Keywords

1 The Challenge of Data Analysis

While the prevalence of easily accessible information via the internet and large databases has allowed for unprecedented advances in societal knowledge, the sheer volume of data available leads to difficulties in locating the correct information that is relevant to a task at hand (i.e. finding the needle in the haystack). This sifting process is most commonly accomplished today using search engines (e.g., Google®) by submitting a single query and iteratively visiting results in a single list to determine whether the supplied result contains relevant information or represents a false positive. This process continues iteratively through multiple queries until the information required has been found or the human analyst gives up. While such a process is useful, the overall approach itself suffers from a number of problems; (1) the analyst is required to possess a moderate understanding of the subject matter being sought; (2) the analyst is limited by the query interface provided and must possess astute abilities in constructing queries with a few words to seek out that subject matter; (3) the analyst is limited by the fact that a single prioritized list is presented based on an unknown underlying search algorithm; (4) in many cases, search algorithm results are tailored either to the global mean, or tailored to the analyst, both of which may be undesirable when searching for obscure and little known information; (5) the analyst is limited to that information which the search engine has deemed worthy of indexing, also based on global demand (e.g., Google® only indexes a small fraction of the known internet)Footnote 1.

1.1 The Challenge for the Analyst

Even the most experienced analysts are unable to be completely consistent and accurate when sifting through large amounts of information. A single analyst faces a number of cognitive hindrances. An analyst will use heuristics, such as scanning for words they have determined to be relevant, in order to gauge information importanceFootnote 2. However, this method is inconsistent. At the start of the analysis process, an analyst can decide a document is relevant because of the words in a piece of text, but later on, after they have been sifting through information, they decide a similar piece of text is not relevant because their notion of what is relevant has matured. Similarly, relevancy is based on what the analyst knows to be important and therefore is biased to their limited knowledge base on the subject of interest. A single analyst must also spend large amounts of time examining and filtering large amounts of documentation, and even then he or she is unable to synthesize and process all of the data, especially when there is a limited amount of time to make important decisionsFootnote 3.

The cognitive hindrances increase for a team of multiple analysts. Between analysts, there are different heuristics and various strategies for finding information. The amount of time spent searching is multiplied by how many analysts are on a team, which can make searches for relevant information expensive. In addition, biases towards determining what information is relevant increase because of differences in experience, knowledge base, and perspectivesFootnote 4. Conflict may also arise if there are conflicting opinions of documentation relevance. Finally, if an automated method for tracking information examined is not used, then analysts may have overlap in the material they have coveredFootnote 5.

1.2 The Challenge for the Decision Maker

Ultimately, when a single analyst or team of analysts present the information they have determined to be relevant and their assessment of it, it is inevitable that they have not located all relevant information.
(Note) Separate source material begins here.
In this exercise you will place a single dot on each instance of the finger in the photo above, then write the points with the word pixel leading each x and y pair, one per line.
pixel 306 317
Therefore, conclusions based on analysts’ information are automatically biased, limited in scope, and skewed to the cognitive perspective of the analysts. This creates a challenge for decision-makers because they need to be able to justify their conclusions. In order to make defensible decisions, the decision-maker needs to have access to analyses and conclusions that are accurate, quantitative, justifiable, and thorough. This holistic assessment provides the pathway for decision-makers to not only make decisions, but also anticipate and respond to potential issues that the data alludes to as well as predict how and why situations may evolve.
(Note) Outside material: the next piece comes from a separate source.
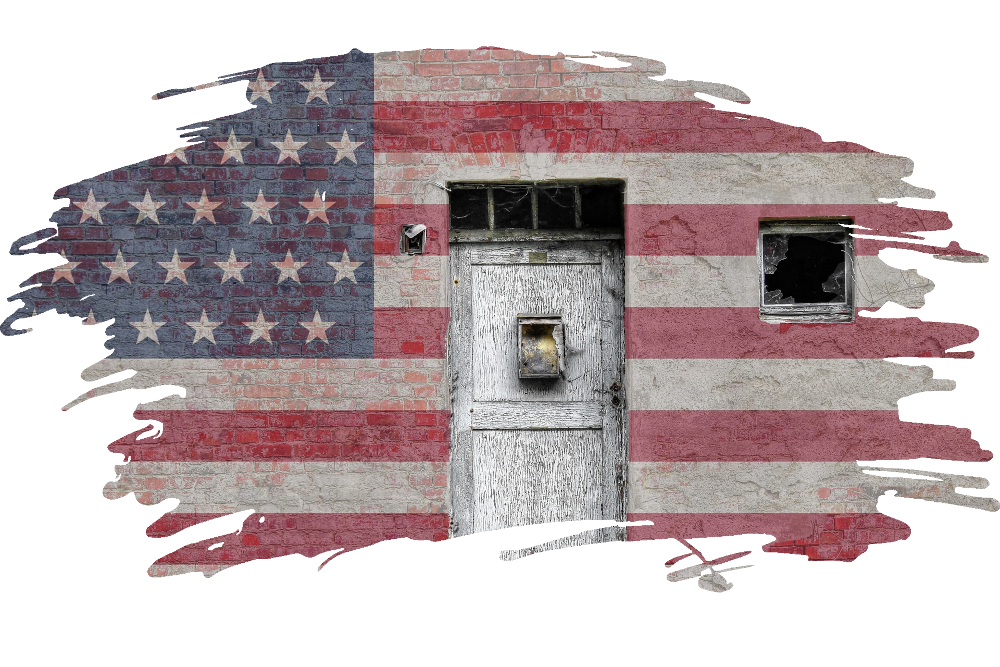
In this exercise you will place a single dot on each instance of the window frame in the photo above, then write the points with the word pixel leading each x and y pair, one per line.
pixel 804 313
This need for complete data does not point decision-makers to a fully automated system. Such a system could not spot the nuances in the data that a human analyst so naturally does. Instead, decision-makers need to keep the human-in-the-loop to leverage analysts’ intuition, ability to calculate possible options in connection to the scenario at hand, and create a continuous pathway from the data to solutions.

Overall, the decision-maker as well as the analyst needs to reduce the amount of data processed by humans and therefore cognitive load to increase effectiveness, accuracy, and speed.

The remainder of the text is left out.